« "The Economist’s Guide to Crime Busting" | Main | "Empirical Desert and the Moral Economy of Punishment" »

February 4, 2011

Intriguing little Sixth Circuit ruling on clemency procedure

Ralph Baze, the Kentucky death row prisoner whose name is attached to the leading Supreme Court ruling on modern execution methods, helped make a little more sentencing law today.  In Baze v. Parker, No. 10-5584 (6th Cir. Feb. 4, 2010) (available here), a Sixth Circuit panel today addressed Baze's effort to get federal court help with his clemency application.  Here is how the opinion in this case begins:

Ralph Stevens Baze, Jr., a Kentucky inmate on death row, wishes to interview prison personnel to support his application for clemency.  After the Kentucky Department of Corrections (“KDOC”) denied Baze’s request for unfettered access to these personnel, Baze sought relief in district court with a motion to order KDOC to allow him to conduct his desired interviews. The district court denied Baze’s motion for a want of jurisdiction, and we affirm.

February 4, 2011 at 02:28 PM | Permalink

TrackBack

TrackBack URL for this entry:
http://www.typepad.com/services/trackback/6a00d83451574769e20148c85617e6970c

Listed below are links to weblogs that reference Intriguing little Sixth Circuit ruling on clemency procedure:

Comments

When people write about "endless" appeals, a picture of Baze should be with it.

Posted by: DaveP | Feb 4, 2011 3:19:35 PM

What a ridiculous lawsuit. Since when do capital murderers have the right to enlist federal courts to force private citizens to undergo examination for their clemency presentation.

Posted by: federalist | Feb 4, 2011 7:15:59 PM

Does Baze sound retarded to anyone here? The Supreme Court got played by this street smart entrepreneur.

Posted by: Supremacy Claus | Feb 4, 2011 9:36:29 PM

It's a fairly transparent effort to transform plenary, discretionary and executive decisions into a procedure-laden, rule-driven, quasi-judicial decisions.
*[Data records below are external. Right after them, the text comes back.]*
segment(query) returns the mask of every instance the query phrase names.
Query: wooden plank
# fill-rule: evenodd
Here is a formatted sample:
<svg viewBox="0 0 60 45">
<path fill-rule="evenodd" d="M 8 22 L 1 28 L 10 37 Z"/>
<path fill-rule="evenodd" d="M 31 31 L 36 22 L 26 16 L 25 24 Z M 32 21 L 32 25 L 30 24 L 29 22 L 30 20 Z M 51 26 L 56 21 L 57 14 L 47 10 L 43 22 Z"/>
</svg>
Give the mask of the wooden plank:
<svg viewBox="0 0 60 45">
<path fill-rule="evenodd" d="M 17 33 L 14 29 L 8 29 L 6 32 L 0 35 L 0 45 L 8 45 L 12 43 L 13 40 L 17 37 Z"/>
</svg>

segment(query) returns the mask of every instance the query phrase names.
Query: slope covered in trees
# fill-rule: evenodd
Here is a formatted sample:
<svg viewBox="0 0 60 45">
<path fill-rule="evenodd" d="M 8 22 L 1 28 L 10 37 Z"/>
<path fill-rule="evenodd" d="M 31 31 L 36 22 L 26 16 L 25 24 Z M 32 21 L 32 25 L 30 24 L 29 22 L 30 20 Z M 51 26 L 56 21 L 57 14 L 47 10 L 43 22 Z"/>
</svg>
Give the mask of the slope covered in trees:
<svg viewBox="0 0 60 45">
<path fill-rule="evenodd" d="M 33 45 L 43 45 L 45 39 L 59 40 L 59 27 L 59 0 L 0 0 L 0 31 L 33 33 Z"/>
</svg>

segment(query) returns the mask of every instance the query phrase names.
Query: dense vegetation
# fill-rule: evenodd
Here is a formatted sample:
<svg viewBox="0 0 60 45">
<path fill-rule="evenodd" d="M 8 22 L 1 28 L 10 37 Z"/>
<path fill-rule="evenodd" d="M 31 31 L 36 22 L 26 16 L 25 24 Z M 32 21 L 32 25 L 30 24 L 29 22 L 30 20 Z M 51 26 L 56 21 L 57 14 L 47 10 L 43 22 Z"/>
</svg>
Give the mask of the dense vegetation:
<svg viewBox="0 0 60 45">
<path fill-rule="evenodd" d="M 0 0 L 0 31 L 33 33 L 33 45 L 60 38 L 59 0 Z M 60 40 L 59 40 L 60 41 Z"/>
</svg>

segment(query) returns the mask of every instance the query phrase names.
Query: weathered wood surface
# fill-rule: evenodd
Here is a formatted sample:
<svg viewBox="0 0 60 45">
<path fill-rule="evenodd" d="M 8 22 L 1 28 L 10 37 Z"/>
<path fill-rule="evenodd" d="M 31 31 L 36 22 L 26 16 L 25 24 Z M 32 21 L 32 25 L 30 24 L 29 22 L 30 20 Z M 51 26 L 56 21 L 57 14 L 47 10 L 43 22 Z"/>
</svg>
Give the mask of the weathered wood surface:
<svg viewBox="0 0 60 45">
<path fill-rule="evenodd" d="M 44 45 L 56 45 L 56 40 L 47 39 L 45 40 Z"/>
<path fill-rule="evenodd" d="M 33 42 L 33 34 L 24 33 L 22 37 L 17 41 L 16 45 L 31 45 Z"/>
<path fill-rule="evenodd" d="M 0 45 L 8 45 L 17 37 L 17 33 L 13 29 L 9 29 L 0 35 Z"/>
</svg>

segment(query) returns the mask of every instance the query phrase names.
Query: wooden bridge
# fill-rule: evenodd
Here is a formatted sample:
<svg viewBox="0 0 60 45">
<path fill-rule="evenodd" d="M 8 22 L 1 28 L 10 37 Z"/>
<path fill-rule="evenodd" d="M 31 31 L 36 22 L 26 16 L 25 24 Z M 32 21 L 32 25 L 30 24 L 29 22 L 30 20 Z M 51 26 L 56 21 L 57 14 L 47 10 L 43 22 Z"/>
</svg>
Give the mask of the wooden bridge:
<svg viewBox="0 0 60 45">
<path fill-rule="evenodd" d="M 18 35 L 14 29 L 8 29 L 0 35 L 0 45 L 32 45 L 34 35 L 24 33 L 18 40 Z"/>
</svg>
This is only the beginning of the game, and thus relatively modest, but the end of the game is judicial review of clemency denials.

The Ninth Circuit's recent disastrous incursion into state parole decisions is the model. For those who think the Left has "learned a lesson" from the SCOTUS admonition to CA9, think again.

The Left is a one-trick pony, and the trick is to keep pushing. The quise may change, but underneath it's the same deal.

Don't get me wrong. I admire the Left's tenacity and creativity. I just don't want anyone to be in doubt about what's actually going on here.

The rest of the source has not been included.